Because the bus was so long the children had to learn hand signals in order to get my attention in the front seats. This would mostly concern the need for a toilet break. On one such trip across the Pennines one of the girls had, having signalled, dutifully filled the receptacle with recycled Vimto and my wife was pleading with me to find a safe place to stop so that she could empty the contents. This being the Snake Pass there was very little chance of that happening for several miles, so I gave instructions for her to keep the guzunder steady for another twenty minutes.

She was not happy with this reply and decided to take the matter into her own hands on this sunny Saturday morning. Sliding open a side window she readied herself to empty the potty. Seeing what she was doing in the rear view mirror I shouted for her to stop because I knew that nothing good could come from this episode.

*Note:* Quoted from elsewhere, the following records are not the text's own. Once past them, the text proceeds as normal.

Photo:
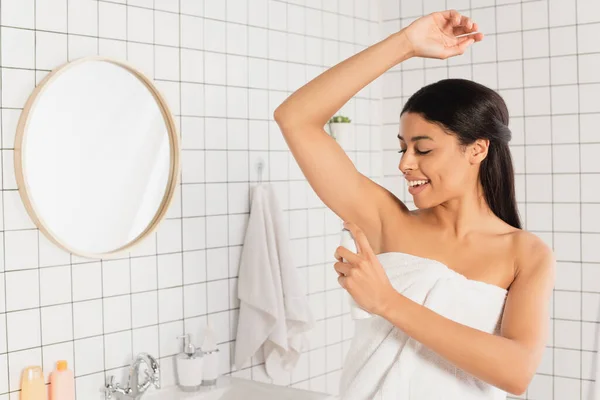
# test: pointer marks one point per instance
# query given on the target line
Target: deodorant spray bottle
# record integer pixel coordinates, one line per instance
(348, 242)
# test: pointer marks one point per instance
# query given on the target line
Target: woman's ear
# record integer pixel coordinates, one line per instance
(479, 150)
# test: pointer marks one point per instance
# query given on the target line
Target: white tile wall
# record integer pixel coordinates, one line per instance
(223, 67)
(542, 56)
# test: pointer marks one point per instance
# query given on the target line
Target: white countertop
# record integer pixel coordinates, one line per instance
(229, 388)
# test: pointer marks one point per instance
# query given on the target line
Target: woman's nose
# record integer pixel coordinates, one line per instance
(407, 162)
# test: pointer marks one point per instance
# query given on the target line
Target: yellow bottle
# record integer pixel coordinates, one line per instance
(32, 384)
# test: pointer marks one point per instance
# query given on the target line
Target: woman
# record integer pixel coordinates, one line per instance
(460, 292)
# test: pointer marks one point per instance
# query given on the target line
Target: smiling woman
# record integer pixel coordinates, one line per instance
(461, 290)
(474, 121)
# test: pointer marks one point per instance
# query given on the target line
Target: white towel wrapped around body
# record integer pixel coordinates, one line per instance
(274, 311)
(384, 363)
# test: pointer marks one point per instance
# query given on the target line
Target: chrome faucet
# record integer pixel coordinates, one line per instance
(135, 389)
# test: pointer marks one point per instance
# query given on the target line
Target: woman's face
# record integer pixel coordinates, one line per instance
(434, 164)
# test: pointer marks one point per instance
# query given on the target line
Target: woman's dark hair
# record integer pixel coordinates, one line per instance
(471, 111)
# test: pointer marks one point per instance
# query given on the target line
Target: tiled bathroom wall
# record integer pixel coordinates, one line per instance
(543, 58)
(223, 66)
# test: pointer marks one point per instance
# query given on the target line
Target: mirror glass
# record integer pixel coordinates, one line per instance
(96, 157)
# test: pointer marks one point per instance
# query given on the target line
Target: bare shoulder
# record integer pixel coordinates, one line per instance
(532, 255)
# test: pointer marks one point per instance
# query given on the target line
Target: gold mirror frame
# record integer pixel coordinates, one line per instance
(20, 167)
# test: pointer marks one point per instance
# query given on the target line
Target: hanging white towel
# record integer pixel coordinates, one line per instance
(274, 311)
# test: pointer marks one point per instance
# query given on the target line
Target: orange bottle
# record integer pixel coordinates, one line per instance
(62, 383)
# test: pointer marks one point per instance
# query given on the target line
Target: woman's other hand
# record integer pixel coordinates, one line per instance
(362, 275)
(435, 35)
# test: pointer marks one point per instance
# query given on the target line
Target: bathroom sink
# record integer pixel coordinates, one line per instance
(229, 388)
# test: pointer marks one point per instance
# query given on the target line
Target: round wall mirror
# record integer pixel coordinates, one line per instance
(96, 157)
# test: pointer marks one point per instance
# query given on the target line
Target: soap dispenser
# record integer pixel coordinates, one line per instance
(189, 366)
(211, 357)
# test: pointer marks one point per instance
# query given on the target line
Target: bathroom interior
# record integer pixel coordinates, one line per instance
(181, 108)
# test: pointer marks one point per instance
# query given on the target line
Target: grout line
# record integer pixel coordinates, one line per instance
(580, 207)
(553, 237)
(7, 376)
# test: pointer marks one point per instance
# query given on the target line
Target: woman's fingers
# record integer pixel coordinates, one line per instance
(362, 243)
(343, 253)
(343, 269)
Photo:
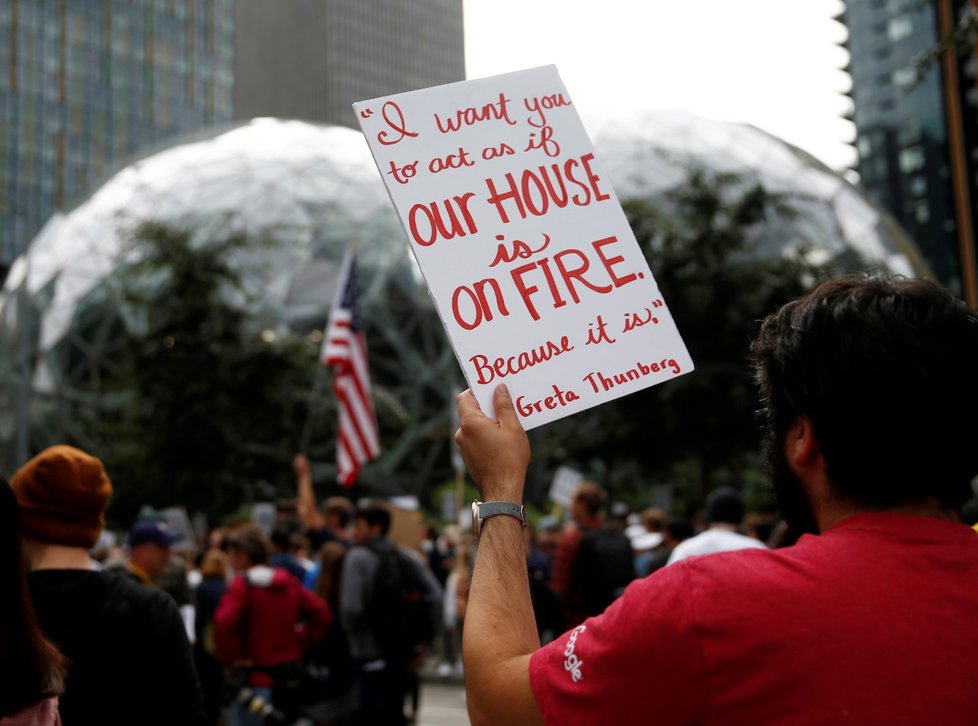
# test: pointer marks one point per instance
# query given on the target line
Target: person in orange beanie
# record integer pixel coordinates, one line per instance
(129, 660)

‘It’s ok’ she said ‘I will hold it low so that non of it will come back into the minibus’. My bride had mistaken the meaning of my outburst, for what she had failed to see was a gleaming open top car directly behind us. The driver and passenger enjoying the summer wind blowing through their hair as they travelled through the beautiful peak scenery.

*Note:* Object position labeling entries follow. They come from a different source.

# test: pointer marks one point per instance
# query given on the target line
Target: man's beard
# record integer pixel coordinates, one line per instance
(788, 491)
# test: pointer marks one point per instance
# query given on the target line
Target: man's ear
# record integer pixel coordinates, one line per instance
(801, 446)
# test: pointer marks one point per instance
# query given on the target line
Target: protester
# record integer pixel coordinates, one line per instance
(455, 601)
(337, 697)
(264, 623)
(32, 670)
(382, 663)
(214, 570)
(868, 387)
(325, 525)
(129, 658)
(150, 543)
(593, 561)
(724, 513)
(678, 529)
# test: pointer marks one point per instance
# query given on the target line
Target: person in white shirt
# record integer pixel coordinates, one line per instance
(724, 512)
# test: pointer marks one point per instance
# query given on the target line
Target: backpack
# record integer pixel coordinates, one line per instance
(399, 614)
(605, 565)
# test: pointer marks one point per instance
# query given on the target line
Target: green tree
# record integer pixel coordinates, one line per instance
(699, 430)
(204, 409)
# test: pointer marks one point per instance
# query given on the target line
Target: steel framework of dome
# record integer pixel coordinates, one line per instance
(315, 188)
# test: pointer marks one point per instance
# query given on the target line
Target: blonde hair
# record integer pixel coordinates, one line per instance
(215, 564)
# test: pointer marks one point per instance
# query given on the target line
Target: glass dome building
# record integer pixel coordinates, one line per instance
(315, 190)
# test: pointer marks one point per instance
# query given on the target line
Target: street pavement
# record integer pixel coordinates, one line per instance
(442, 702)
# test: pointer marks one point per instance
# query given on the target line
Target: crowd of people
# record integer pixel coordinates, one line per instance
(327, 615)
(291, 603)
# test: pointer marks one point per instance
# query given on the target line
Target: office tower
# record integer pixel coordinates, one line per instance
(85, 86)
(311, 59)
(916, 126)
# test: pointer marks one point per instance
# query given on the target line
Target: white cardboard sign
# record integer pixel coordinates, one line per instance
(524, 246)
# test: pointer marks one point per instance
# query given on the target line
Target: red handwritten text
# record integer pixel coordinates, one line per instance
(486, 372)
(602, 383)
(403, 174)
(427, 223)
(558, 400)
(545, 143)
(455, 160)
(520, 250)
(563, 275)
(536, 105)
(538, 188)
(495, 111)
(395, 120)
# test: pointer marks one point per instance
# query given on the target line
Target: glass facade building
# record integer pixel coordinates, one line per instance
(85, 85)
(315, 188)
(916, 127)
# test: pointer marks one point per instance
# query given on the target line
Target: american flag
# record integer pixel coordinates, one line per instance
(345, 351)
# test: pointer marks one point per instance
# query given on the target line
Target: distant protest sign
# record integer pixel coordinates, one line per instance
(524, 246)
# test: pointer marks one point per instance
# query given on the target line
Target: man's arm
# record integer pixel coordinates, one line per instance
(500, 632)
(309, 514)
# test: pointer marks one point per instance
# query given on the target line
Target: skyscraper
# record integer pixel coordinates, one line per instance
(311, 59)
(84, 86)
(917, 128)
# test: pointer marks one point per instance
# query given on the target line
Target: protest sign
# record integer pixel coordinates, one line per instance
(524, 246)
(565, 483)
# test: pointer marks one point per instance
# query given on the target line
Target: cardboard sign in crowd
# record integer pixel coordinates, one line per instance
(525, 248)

Ignoring all of my garbled protestations my wife emptied the guzunder and, needless to say, the contents moved from our possession to the smiling faces of the couple behind.

When I informed my wife of the kindness that she had shown to the following strangers she ducked out of sight and screamed ‘go faster’. I informed her that Ford had not fitted this model of 2-litre diesel with go-faster stripes therefore I could not travel any quicker, especially as we were going up hill.

I know that I should have pulled over as soon as the road would allow so that we could apologise but you could have fried an egg on my face at the embarrassment of it all.

It wasn’t long before the open top sports car overtook our big yellow minibus and the driver and his companion showed their appreciation by teaching our children several hand signals that were not to be found in the Highway Code.